A fiercely vivid collection of stories about troubled California teenagers and misfits–violent and harrowing, from the astonishingly talented actor and artist James Franco.
Palo Alto is the debut of a surprising and powerful new literary voice. Written with an immediate sense of place–claustrophobic and ominous–James Franco’s collection traces the lives of an extended group of teenagers as they experiment with vices of all kinds, struggle with their families and one another, and succumb to self-destructive, often heartless nihilism. In “Lockheed” a young woman’s summer–spent working a dull internship–is suddenly upended by a spectacular incident of violence at a house party. In “American History” a high school freshman attempts to impress a girl during a classroom skit with a realistic portrayal of a slave owner—only to have his feigned bigotry avenged. In “I Could Kill Someone,” a lonely teenager buys a gun with the aim of killing his high school tormentor, but begins to wonder about his bully’s own inner life.
James Franco is so funny, and such a brilliant actor.
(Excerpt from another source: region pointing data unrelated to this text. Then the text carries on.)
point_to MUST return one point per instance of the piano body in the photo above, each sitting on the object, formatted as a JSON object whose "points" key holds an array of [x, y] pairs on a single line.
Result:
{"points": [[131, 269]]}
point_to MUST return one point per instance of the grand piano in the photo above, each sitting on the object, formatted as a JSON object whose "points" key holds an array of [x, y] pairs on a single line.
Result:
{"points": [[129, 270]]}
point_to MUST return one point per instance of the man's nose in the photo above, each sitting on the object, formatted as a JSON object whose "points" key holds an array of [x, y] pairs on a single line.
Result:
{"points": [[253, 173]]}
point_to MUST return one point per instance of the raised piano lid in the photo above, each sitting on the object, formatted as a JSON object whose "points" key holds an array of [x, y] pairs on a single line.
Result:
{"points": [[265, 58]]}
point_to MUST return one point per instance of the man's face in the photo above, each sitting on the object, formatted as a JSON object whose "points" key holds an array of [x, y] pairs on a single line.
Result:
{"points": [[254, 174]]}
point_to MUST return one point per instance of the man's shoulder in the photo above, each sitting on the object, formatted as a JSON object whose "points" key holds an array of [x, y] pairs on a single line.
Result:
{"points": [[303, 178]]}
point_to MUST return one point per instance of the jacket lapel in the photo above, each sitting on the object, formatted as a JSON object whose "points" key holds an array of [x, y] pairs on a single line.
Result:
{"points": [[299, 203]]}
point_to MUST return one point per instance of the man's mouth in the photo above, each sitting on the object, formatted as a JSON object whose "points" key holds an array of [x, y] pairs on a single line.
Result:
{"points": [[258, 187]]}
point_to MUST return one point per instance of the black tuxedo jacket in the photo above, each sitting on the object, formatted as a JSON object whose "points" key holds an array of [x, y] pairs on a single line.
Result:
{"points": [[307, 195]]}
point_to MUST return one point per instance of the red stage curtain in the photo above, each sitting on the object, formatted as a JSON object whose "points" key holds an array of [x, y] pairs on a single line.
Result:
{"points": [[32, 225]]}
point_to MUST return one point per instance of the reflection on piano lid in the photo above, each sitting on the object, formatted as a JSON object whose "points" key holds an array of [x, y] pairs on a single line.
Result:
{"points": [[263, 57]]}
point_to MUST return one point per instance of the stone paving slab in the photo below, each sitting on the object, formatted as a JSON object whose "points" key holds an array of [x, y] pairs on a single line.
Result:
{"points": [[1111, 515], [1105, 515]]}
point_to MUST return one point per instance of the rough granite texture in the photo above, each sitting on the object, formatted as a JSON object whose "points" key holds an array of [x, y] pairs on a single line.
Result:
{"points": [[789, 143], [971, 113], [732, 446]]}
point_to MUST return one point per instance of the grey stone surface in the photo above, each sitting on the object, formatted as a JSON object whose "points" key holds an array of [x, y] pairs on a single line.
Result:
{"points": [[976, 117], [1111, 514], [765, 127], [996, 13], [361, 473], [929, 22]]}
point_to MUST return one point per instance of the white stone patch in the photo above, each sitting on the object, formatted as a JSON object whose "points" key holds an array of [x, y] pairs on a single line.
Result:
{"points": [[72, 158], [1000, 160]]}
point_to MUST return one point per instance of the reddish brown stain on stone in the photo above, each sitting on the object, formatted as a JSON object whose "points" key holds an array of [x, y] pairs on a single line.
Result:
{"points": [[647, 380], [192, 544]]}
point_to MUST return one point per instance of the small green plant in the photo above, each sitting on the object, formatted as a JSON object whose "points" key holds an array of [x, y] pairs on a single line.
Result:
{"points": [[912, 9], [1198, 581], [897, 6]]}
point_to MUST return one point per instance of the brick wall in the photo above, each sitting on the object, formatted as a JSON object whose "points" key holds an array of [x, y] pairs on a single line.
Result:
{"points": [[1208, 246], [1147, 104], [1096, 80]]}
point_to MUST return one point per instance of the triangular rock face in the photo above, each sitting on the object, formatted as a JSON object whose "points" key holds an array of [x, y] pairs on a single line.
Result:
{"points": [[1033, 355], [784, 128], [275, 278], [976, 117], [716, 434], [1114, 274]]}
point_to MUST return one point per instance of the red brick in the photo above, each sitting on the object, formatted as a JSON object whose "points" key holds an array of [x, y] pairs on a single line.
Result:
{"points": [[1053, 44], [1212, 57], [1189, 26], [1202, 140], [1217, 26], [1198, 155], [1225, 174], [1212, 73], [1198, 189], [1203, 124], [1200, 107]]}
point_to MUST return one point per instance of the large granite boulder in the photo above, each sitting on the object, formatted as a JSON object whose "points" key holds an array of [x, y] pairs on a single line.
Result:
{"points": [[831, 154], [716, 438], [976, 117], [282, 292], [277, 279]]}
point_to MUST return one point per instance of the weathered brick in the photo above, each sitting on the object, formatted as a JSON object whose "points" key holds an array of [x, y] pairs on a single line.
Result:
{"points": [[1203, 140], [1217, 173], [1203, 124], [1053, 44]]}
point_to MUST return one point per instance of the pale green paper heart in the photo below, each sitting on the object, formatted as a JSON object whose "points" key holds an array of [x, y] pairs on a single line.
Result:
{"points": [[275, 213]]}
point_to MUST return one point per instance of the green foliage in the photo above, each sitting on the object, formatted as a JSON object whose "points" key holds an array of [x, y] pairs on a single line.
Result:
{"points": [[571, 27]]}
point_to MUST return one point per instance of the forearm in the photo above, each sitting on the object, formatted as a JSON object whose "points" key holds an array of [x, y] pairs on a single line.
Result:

I’ve had so much respect for him through the years because despite being a Hollywood star he has still made it a point to focus on bettering his education and….Nooooooo. This education does not show in this ‘book’.
This is one of the worst collections of short stories I have ever read in my life. I’m sorry, James. I still love you, I really do. But…please, I beg of you.
Never, ever put a pen to paper and write again–ever.
In a 16 story collection, every story is the same. Not a single story redeems itself by having any sort of good qualities. This collection was so bad…I am still shocked by it. I don’t understand how this can be a movie? How and why?
I can sum up this book with a few short ‘sentences’. Teenagers are bad. Teenagers are racist. Let’s party. You’re soooooo, totally not cool if you don’t party. Drugs are good and bad. Sex is cool.
This collection was trite, unoriginal and dare I say–boring.
I’m sorry, James…I will watch Pineapple Express now and hope I am forgiven for being tremendously disappointed with your writing.
One last thought: this book was on October 19th 2010, October–could it have been a Halloween prank?